I was riding my scooter into the office the other day.

It was beautiful out with clear skies and leaves in full bloom, the sort of day you really appreciate when you live in Chicago. As I was riding slowly down an alley, looking up at the sky and a few leaves, I thought to myself how great it was that I could be so present to at once be able to have a scooter ride while also appreciating the beauty of the day at hand.

And then all of a sudden someone honked at me and told me to watch out. 

I hadn't been present at all, I had become oblivious. The problem with oblivion is that it can feel like presence, because you can also be hyper focused on something. This has me wondering lately, is there a difference between being highly present and oblivious? Does one require the other? Is it possible to be highly present in one place, without being oblivious in another?

I think the challenge must be balance as it is with most everything.

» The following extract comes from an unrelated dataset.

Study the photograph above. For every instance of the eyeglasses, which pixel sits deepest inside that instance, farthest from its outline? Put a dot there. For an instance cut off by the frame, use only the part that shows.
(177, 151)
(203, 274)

You simply can't be a present mother or father and a present CEO all at the same time. What you can do is segment things such that you're able to be present for the right things at the right time. This might look like different things to different people, but I think knowing where you're trying to be present is as important as the concept itself, and it's important to think about oblivion is a byproduct of it.

Maybe there are some people who have a total mastery of this. I imagine a Matrix neo-like character able to at once master running a business while feeding children while going on vacation and resting all while working for charity and being a great lover all at the same time.

With an instagram photo to go with it of course.

But for us mortals who have heretofore been unable to achieve this sort of enlightenment, I think it's good to ask:

Are we being present? Or are we being oblivious?